Startup America Looks to Washington
Obama's New Favorite Word
White House to Entrepreneurs: Start Your Engines
If you ask Startup America Chairman Steve Case what Washington can do to increase entrepreneurship to a level that will refuel the economy and reignite job growth, he has no shortage of ideas. For starters, Case believes the federal government must rethink immigration policies, tear down barriers that keep companies from going public, and increase available seed funding.
One of AOL’s cofounders and the current CEO of Revolution, Case discussed his committee’s recommendations at a youth entrepreneurship competition last night ahead of his meeting with President Obama next week in Pittsburgh. He expanded on the details of those recommendations during a phone conference today.
“One of the things that people are missing on both sides of the aisle in Congress and in the White House is that it's not just about focusing more on the private sector and focusing more on business—it’s about focusing on entrepreneurship,” he said at the National Youth Entrepreneurship Challenge in New York City. “That really is the key in terms of job creation and rescuing this country.”
Case noted that high-growth companies less than five years old have accounted for 40 million net new jobs over the last three decades, but said the climate for such businesses has become increasingly unfavorable since the turn of the millennium.
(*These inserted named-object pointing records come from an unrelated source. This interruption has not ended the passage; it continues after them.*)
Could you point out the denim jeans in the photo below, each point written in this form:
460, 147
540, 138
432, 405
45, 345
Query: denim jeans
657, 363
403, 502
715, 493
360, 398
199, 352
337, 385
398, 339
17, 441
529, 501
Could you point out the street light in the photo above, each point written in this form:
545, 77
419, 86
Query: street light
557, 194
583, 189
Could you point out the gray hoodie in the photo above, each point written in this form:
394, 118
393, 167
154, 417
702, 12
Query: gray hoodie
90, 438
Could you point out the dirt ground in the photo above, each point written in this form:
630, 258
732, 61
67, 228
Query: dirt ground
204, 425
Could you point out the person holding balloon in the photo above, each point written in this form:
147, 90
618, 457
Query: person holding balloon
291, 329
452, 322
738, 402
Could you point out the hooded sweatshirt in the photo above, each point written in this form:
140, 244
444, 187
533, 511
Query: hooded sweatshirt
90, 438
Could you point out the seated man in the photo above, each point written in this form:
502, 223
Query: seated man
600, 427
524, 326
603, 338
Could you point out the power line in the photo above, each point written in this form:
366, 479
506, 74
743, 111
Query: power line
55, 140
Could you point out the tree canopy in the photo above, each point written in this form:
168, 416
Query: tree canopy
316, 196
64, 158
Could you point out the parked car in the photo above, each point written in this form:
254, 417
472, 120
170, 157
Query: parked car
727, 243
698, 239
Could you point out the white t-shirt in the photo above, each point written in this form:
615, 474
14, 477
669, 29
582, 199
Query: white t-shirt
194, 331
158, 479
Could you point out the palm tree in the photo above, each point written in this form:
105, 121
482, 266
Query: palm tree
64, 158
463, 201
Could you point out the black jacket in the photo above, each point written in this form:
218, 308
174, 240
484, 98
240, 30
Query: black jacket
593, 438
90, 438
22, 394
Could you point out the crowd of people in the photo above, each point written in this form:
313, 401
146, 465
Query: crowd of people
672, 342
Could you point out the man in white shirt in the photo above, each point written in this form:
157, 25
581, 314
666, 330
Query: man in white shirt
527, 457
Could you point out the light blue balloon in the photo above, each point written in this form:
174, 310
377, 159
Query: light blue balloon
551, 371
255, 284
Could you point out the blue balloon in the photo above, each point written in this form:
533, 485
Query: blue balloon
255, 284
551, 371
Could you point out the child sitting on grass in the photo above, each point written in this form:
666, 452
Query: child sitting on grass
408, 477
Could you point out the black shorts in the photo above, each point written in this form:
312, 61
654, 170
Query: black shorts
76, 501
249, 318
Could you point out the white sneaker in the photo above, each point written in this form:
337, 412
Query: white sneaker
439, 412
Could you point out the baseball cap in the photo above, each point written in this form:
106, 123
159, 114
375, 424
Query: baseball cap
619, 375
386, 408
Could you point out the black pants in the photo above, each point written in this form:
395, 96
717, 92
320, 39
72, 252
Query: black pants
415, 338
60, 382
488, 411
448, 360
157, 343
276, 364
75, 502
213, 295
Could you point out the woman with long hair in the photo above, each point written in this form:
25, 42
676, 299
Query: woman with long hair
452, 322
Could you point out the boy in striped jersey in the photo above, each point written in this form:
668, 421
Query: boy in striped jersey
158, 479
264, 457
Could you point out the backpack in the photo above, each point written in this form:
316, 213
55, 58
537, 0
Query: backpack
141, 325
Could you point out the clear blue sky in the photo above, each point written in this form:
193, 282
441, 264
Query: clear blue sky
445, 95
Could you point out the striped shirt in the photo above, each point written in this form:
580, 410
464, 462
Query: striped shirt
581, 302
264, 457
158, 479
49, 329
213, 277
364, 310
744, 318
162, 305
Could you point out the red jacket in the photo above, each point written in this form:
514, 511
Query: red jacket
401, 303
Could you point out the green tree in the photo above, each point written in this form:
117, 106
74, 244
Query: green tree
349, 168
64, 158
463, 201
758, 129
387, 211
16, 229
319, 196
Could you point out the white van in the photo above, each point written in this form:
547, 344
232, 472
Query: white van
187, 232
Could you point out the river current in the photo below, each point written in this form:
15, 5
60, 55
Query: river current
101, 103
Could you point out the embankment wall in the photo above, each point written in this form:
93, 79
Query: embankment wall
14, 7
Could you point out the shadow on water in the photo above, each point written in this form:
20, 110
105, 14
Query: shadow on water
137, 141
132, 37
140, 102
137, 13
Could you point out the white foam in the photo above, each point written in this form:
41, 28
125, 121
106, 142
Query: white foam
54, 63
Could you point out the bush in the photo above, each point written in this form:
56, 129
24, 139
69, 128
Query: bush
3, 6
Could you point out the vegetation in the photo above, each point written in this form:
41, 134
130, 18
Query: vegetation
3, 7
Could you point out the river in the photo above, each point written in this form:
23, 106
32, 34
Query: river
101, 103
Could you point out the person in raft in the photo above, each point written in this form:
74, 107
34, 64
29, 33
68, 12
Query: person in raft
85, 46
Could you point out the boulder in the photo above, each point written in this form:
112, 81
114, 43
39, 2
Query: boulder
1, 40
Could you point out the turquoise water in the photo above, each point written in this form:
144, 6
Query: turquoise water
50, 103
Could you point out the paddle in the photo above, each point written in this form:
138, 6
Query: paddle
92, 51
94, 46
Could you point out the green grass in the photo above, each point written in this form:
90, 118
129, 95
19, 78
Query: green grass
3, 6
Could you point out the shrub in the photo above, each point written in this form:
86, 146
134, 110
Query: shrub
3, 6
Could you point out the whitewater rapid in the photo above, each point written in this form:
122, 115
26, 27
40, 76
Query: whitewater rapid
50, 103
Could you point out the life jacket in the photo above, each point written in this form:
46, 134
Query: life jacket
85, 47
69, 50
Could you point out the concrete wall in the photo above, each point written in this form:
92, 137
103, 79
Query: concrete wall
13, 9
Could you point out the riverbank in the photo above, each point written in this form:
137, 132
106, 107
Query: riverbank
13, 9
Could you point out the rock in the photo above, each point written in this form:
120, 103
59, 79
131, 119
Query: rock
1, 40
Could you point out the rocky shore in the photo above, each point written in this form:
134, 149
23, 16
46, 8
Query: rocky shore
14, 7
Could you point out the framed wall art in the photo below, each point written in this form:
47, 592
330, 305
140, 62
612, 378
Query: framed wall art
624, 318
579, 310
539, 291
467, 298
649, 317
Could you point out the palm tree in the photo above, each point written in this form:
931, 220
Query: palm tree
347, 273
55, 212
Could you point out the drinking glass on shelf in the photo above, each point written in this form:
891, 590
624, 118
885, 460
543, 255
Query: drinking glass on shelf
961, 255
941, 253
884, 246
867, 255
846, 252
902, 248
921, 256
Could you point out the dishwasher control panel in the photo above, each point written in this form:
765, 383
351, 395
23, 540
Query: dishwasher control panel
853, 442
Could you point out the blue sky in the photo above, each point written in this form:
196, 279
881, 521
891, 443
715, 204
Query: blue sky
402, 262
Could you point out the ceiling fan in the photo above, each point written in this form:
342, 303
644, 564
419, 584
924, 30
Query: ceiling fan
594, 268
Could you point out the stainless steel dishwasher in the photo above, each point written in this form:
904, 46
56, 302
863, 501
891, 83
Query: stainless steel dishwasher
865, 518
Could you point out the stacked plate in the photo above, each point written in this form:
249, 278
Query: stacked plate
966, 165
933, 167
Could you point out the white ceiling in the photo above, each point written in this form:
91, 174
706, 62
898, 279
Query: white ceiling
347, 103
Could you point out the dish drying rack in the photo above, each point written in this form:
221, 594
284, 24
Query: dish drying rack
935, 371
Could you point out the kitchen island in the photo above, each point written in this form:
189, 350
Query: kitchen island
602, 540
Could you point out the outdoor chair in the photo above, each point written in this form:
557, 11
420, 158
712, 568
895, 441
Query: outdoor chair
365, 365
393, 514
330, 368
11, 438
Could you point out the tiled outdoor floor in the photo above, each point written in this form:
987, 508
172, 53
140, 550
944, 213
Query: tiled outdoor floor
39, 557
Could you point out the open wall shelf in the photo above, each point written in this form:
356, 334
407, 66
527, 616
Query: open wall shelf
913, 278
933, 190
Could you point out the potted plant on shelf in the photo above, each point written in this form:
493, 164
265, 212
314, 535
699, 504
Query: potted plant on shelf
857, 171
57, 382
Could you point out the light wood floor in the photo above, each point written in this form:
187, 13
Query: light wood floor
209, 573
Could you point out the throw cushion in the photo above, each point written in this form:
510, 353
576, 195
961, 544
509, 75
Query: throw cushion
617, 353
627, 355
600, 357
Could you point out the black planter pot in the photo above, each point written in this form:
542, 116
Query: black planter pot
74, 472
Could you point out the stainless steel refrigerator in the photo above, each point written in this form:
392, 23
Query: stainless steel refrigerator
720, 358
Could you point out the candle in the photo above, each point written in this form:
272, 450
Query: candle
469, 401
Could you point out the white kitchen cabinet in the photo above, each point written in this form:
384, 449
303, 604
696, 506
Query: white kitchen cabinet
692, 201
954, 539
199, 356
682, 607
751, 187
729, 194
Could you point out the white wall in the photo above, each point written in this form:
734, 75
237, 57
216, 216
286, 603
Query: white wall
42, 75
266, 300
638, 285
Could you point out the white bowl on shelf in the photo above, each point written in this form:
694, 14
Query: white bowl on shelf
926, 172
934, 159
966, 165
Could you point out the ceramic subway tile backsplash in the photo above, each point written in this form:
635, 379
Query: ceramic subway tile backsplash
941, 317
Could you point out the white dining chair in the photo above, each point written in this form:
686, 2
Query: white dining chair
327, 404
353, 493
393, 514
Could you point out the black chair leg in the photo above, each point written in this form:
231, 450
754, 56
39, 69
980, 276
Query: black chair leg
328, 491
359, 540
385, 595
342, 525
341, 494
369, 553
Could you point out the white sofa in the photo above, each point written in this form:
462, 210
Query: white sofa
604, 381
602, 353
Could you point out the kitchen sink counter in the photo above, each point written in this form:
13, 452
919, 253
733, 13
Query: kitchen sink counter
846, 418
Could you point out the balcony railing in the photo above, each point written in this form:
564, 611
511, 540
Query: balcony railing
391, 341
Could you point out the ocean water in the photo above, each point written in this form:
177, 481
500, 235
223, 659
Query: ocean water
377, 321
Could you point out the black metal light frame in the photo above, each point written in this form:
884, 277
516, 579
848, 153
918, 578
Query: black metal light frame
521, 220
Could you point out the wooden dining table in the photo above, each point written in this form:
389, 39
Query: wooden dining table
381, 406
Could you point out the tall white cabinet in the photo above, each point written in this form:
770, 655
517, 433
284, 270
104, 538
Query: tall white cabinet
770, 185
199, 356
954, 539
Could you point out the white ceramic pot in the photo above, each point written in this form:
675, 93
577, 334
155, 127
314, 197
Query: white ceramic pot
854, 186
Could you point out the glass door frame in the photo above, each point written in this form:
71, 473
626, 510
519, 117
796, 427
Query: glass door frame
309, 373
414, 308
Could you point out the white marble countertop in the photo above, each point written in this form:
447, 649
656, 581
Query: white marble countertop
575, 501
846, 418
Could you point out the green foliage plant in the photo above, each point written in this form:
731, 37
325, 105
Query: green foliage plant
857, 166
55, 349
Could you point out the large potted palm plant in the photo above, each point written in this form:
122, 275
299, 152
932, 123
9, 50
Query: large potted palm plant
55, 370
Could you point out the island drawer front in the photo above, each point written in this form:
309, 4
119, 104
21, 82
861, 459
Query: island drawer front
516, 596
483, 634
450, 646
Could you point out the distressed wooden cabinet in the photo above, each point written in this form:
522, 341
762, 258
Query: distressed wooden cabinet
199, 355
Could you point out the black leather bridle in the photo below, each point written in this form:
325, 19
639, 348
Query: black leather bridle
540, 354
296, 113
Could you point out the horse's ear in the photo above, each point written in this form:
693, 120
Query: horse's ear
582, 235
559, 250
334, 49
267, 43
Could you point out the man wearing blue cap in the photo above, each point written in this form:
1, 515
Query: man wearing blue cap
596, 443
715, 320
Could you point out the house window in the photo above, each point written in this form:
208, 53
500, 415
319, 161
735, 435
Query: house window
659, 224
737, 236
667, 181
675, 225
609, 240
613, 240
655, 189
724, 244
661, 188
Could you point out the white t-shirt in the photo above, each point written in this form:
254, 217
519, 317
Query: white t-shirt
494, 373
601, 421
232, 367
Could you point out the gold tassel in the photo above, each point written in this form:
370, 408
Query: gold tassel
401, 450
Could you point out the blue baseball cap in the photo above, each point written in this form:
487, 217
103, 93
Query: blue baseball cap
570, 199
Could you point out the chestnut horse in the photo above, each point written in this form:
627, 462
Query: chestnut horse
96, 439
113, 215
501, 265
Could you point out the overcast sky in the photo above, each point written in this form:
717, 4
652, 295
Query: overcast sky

In the last three years alone, the number of new businesses has fallen by 23 percent, and those that do launch, he says, are increasingly hesitant to go public.
“We want more companies to go public more quickly, because if they don’t have access to the public market, they usually get sold, and research shows 90 percent of job growth happens after companies go public,” he said. The committee plans to urge Congress to adjust several regulations that he says impose disproportionate burdens on small firms aiming for an initial public offering, like the Fair Disclosure Act.
Case will also push legislators to rethink U.S. immigration laws.